Marek Sierocki, dziennikarz muzyczny
– W październiku ubiegłego roku przeprowadzałem długi radiowy wywiad z Romkiem. Kiedy odsłuchałem tę rozmowę jeszcze raz, już po jego śmierci, odniosłem wrażenie, że to było coś w rodzaju jego pożegnania z fanami. Nikt już nie napisze takich piosenek, jakie on komponował. Mówi się, że nie ma ludzi niezastąpionych, ale jego nie zastąpi nikt, bo miał dar od Boga do pisania utworów, które nucą i nadal będą nucić pokolenia Polaków,
Kibicowałem mu od początku jego kariery. Pamiętam, jak stanąłem o 6 rano pod salonem Polskich Nagrań, żeby kupić pierwszą płytę Budki, byłem na ich pierwszym koncercie w Warszawie. Potem z Romkiem poznaliśmy się zawodowo, zaprzyjaźniliśmy się również prywatnie. On mnie zaskakiwał swoimi kompozycjami, bo przyzwyczaił wszystkich do tego, że wciąż komponował genialne rzeczy.

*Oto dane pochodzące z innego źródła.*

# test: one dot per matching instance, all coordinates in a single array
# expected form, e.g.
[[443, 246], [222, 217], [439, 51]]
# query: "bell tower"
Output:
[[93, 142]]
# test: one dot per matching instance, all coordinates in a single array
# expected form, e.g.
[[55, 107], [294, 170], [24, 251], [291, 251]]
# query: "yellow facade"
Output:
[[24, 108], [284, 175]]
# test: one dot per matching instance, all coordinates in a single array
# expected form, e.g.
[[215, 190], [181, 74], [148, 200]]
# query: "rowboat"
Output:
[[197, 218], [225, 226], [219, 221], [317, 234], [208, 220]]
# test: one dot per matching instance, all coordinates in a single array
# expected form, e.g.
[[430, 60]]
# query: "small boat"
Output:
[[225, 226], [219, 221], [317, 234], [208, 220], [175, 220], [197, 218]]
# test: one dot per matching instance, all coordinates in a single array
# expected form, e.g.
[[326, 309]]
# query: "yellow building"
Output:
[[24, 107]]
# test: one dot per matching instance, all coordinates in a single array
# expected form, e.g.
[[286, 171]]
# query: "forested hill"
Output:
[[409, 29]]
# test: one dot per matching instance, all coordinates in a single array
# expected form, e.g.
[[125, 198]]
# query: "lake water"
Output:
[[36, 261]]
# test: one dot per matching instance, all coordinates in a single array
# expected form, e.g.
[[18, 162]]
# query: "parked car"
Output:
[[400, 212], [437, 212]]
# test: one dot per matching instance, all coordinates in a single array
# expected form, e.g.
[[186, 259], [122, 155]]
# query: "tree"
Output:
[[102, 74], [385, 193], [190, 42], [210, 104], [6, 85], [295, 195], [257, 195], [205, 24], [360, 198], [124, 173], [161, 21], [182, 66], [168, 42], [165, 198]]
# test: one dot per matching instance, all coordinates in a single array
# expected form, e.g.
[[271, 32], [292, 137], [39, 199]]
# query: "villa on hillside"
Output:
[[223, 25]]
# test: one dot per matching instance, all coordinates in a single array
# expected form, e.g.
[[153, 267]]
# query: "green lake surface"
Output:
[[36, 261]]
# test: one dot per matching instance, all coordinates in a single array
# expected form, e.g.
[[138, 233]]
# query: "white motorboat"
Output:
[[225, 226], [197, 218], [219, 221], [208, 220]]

Ryszard Poznakowski, kompozytor
– Wspominamy wielkiego człowieka i kompozytora, wspaniałego muzyka, mającego jeszcze kilka innych zalet, które rzadko zdarzają się w showbiznesie. Miał niebanalne poczucie humoru. Pamiętam, jak dziennikarka zapytała go, kto jego zdaniem jest największym kompozytorem w Polsce. Odpowiedział: „Jest nas kilku”. Teraz tego największego zabrakło… Odszedł człowiek, ale została jego muzyka. Ja, jako prezes Stowarzyszenia Artystów Wykonawców zrzeszającego wszystkich muzyków w Polsce, mogę powiedzieć w ich imieniu: Żegnamy cię, Romku, dostarczyłeś nam takiego materiału, dzięki któremu mogliśmy robić kariery.